Hay una disyuntiva. Las elecciones son una necesidad urgente, pero es verdad que en estas condiciones la realización de campañas con actos públicos y masivos y largas filas de votantes son impensables. Mientras avanza el coronavirus, Añez ordenó una cuarentena obligatoria durante dos semanas y convocó a los ciudadanos a hacer ayuno y, sobre todo, a rezar. La democracia boliviana sigue así en aislamiento involuntario.

Hasta antes de la aparición del coronavirus, el debate político-económico en Argentina pasaba por la renegociación de la deuda que Mauricio Macri le heredó a Alberto Fernández junto con una grave crisis económica. Del acuerdo con los bonistas y con el Fondo Monetario Internacional (FMI) dependía el futuro inmediato del país. El escenario era muy complicado por la escasa disponibilidad de acuerdo, pero llegó la pandemia y hasta la directora del FMI, Kristalina Georgieva, reconoció que la deuda es insostenible y convocó a los acreedores privados a a aportar un alivio con extensiones de vencimiento, períodos de gracia y recortes de las tasas de interés. Eso sí, no ofreció quita alguna por parte del organismo. Habrá pensado que tampoco hay exagerar la solidaridad en tiempos de emergencia.

La crisis argentina era uno de los temas centrales de la región, pero las prioridades cambiaron. «No estoy peleando por la economía, estoy peleando por la vida», dijo el presidente a sabiendas de que ahora la preocupación por las deudas, el gasto público, los presupuestos, los déficits y la asistencia social ya no es solamente local.

Los reflectores apuntaban, además, al movimiento feminista. Una de las metas 2020 era que Argentina pusiera el ejemplo y aprobara la añeja demanda de la legalización del aborto. El 1 de marzo, en la apertura de sesiones del Congreso, Fernández, el presidente latinoamericano que más ha impulsado la agenda de género, anunció que enviaría el proyecto para terminar con la criminalización de las mujeres que interrumpen de manera voluntaria sus embarazos. Parece que fue hace un siglo, porque enseguida la pandemia estalló, diputados y senadores dejaron de sesionar y la iniciativa quedó en suspenso. Eso sí, en cuanto termine la cuarentena obligatoria las activistas volverán a las calles a presionar para alcanzar un postergado derecho. Es lo mínimo que merecen después de tantas décadas de organización y lucha.

El feminismo también estaba haciendo estragos políticos en México. La ola de femicidios de principios de año derivó en una serie de protestas que fueron creciendo ante las desafortunadas reacciones de Andrés Manuel López Obrador, el presidente que demostró que no entiende la revolución feminista. Los reclamos se intensificaron pero ya no fueron sólo hacia un gobierno sino hacia un sistema. En un país polarizado, oficialistas y opositores intentaron convertir al movimiento de mujeres en un botín político. Aparecieron los oportunistas que quisieron aprovechar las manifestaciones para denostar al gobierno mientras el presidente se victimizaba y les pedía a las manifestantes que ya no pintaran puertas y paredes en sus marchas. El debate se expandió y en el país en el que cada día son asesinadas 10 mujeres se habló de manera inédita, como nunca antes, de las múltiples violencias machistas.
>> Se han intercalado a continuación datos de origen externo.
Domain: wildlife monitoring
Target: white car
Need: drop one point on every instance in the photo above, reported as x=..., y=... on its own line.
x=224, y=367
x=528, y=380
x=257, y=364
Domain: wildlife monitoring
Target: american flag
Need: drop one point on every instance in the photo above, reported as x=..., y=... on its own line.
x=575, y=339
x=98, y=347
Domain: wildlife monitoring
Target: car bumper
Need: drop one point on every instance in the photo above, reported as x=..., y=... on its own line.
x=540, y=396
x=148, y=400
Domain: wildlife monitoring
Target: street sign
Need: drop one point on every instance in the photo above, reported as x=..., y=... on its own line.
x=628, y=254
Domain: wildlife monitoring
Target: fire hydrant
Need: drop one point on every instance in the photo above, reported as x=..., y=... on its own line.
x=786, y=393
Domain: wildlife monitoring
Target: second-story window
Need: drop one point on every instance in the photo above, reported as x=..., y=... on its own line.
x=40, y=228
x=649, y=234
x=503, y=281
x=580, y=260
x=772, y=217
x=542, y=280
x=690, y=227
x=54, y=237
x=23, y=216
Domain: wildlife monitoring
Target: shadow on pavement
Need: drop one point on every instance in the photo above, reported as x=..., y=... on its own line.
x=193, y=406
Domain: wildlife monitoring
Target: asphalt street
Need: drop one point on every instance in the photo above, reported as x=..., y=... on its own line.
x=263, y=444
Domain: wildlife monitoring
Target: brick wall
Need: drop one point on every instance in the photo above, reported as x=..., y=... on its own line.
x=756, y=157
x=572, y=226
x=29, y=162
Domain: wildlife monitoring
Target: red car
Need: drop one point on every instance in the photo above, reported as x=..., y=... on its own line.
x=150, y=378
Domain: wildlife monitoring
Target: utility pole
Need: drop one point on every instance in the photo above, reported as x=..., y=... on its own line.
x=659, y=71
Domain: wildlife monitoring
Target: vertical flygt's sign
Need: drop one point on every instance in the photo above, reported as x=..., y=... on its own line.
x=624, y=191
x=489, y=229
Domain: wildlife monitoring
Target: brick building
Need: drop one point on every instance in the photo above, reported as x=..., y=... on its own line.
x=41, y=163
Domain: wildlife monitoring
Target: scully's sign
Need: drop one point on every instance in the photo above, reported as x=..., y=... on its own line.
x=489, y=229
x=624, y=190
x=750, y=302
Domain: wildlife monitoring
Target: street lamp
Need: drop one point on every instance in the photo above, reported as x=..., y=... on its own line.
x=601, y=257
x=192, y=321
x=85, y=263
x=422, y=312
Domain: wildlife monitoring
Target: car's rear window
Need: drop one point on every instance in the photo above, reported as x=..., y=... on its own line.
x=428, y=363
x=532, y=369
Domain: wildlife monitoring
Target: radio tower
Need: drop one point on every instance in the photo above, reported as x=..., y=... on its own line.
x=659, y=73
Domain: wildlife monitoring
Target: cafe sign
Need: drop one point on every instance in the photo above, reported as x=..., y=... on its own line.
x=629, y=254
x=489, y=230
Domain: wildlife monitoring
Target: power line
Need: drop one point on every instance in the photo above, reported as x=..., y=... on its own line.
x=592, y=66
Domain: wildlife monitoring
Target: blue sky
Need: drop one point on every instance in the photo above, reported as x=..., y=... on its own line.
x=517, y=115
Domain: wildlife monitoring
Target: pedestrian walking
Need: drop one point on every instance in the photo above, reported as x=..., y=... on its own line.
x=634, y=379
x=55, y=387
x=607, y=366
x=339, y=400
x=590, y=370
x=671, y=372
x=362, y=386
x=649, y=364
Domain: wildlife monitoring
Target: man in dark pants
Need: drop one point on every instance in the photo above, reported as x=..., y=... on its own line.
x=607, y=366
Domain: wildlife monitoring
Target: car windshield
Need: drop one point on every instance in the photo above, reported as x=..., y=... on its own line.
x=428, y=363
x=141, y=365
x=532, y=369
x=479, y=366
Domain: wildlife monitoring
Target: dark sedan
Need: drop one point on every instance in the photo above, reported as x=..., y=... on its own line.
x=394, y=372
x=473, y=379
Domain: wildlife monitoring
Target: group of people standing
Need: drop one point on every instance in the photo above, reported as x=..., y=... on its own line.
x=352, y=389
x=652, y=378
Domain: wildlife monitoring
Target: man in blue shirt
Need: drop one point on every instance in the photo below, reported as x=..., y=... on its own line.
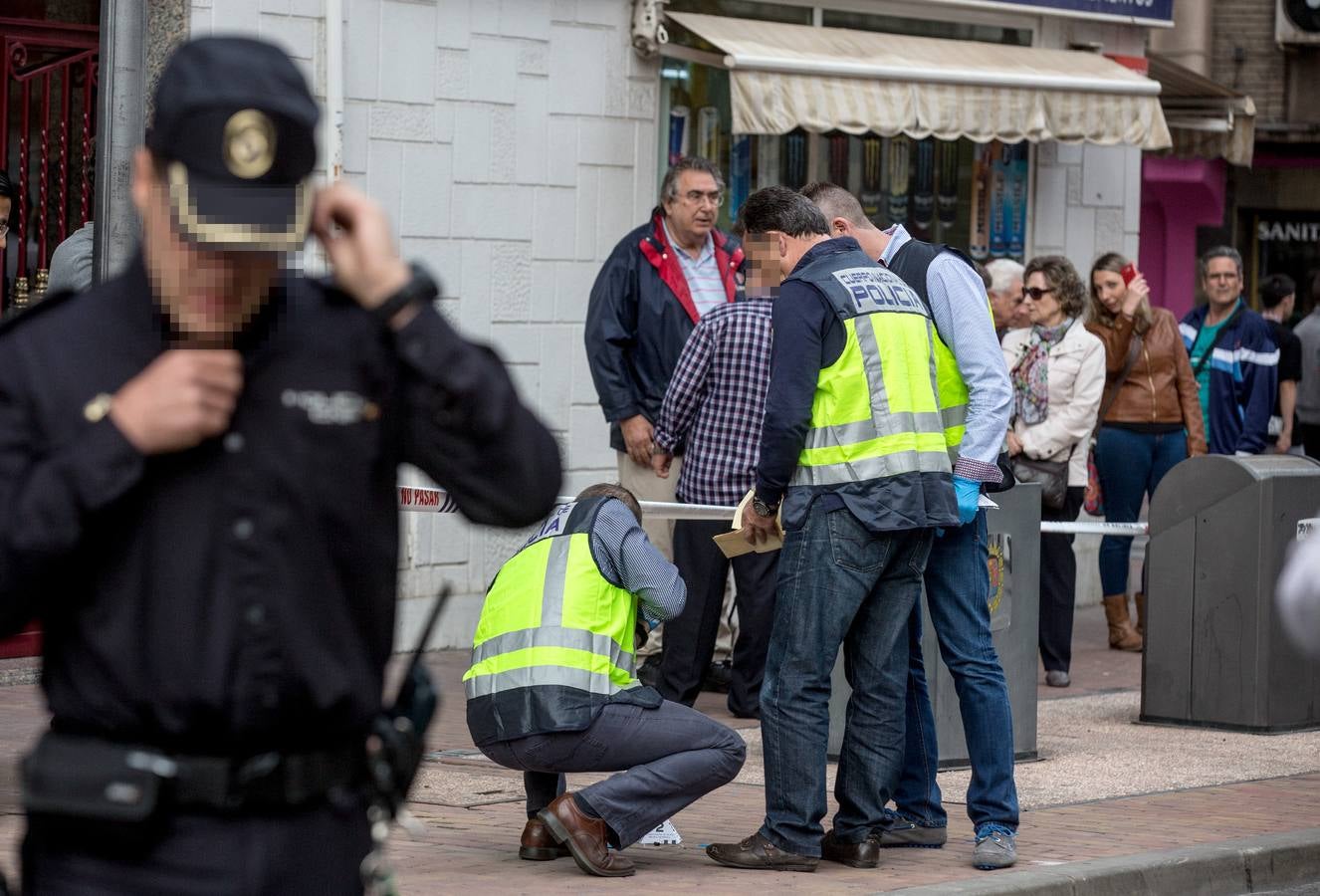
x=958, y=579
x=1233, y=356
Pero los femicidios y la lucha feminista, al igual que cualquier otro tema en el resto de los países, quedaron desplazados de la atención pública. La prioridad ahora pasa por enfrentar de la mejor manera posible la emergencia de salud y reflexionar qué haremos los seres humanos después de la pandemia. Ya habrá tiempo para continuar con las luchas sociales.